Наконец Ун забрался в люк и нерешительно ступил на покатый пол. Если бы шторма не случилось, если бы вышка стояла прямо, как раньше, он бы все равно чувствовал себя здесь неуверенно. Не нужно было быть плотником, чтобы увидеть, как сильно прогнили доски, и чувствовать, как они пусть и слега, но прогибаются под каждым шагом.
«Лучше тут не задерживаться», – подумал Ун и взялся за широкобокую грузовую корзину. Сначала он собрал все самое важное: смотровой линзовый аппарат, чуть помятый от удара о стену, журнал наблюдений, три ящика сигнальных ракет и два сигнальных пистолета, бумажные упаковки винтовочных патронов – потом пристроил рядом остальные мелочи, какие смог уместить: одеяла, подушки, посуду.
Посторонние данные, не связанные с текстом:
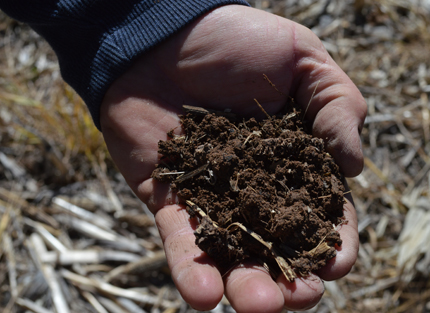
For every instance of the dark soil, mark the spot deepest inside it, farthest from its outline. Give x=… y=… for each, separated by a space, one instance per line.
x=265 y=191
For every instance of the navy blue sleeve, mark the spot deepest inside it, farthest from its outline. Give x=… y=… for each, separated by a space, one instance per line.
x=97 y=40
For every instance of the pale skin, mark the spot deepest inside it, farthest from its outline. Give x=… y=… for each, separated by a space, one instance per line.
x=218 y=62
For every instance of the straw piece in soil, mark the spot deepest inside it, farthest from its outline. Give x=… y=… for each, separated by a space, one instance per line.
x=263 y=190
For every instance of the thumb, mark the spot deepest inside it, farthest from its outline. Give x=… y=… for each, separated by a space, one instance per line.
x=331 y=101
Сторожевые башни в зверинце тоже были забиты всяким личным хламом. Хотя это и запрещалось, каждый пытался припрятать там что-нибудь свое, чтобы скоротать душную скучную смену... Ун отмахнулся от мыслей о прошлом, нервно постучав кончиками пальцев по фляге с настойкой, и продолжил укладывать вещи в корзину, слушая, как ветер, играя, щелкает занавесями из тонких деревянных реек. Он несколько раз проверил, что крепления корзины надежны и плотно закрепились в пазах, открыл грузовой люк, запустил лебедочную машину, понаблюдал немного, как она начинает дрожать и разматывать трос, медленно опуская ценный груз к земле, а потом поднялся на ноги.
Все в нем разрывалось между страхом и любопытством, но Ун все-таки пересилил себя, аккуратно прошел по покатому полу к стене, смотрящей в сторону моря, поднял занавесь на широком окне и застыл, боясь даже вздохнуть.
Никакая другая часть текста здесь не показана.